Кстати, одного Черного Петуха в хозяйстве определенно мало. Тот, который уже есть, пусть себе арясинский рассвет кукарекает — да и полночь арясинскую. А другого завести надобно: пусть все то же самое по Гринвичу кукарекает. Но голос у него пусть тогда другой будет. Английский. Пусть с эдаким ти-эйч кукарекает, да слегка в нос… то есть в клюв. «Кок-э-дудл-ду» пусть орет, какадулдует, чтобы со своим не спутать.

И мойву опять покупать надо — совсем Фортунату скоро не на чем работать станет. А ведь ей еще и протухнуть полагается!

Терзай под сосной заскулил и стал просыпаться. Все размышления хозяина о китайцах, чертях, деньгах, молясинах, старинных шпагах, Великом Спящем Бухгалтере по имени Лука Паччиоли, даже о предстоящей вязке с женой проскальзывали по поверхности его сна, не оставляя ничего, кроме быстро тающих теней.
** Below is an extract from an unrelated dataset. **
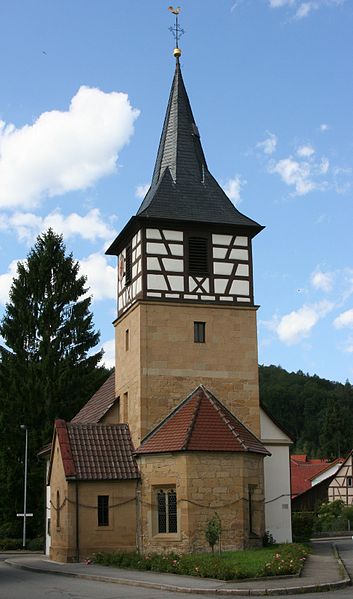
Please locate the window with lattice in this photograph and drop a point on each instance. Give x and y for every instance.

Однако мысль о тухлой, да еще пригоревшей мойве его разбудила. Ужасное воспоминание о том, как он отравился ею, испортило Терзаю пробуждение. «Чертова эмпатия!» — подумал Терзай, приоткрывая один глаз. В этот миг на чердаке у Богдана проснулся Черный Петух и возвестил рассвет. На дежурство заступали белые яки, следовательно, можно было спокойно спать до вечера.

В воздухе густо пахло дымом и войной. И не только со стороны владений Богдана: китайцы тоже что-то готовили. Если не наступление по всему фронту, то уж точно кашу из чумизы. Василий Васильевич Ло Четвертый готовил стебли тысячелистника для гадания по великой и древней «Книге Перемен», предполагая, что в затеваемом им деле самое малое «хулы не будет». Ибо — «Благородный человек до конца дня деятелен». А день только еще начинался: о начале дня фанза «Гамыра» узнавала так же, как остальная Арясинщина — по крику черного петуха на востоке.

Что-нибудь этот крик наверняка предвещал.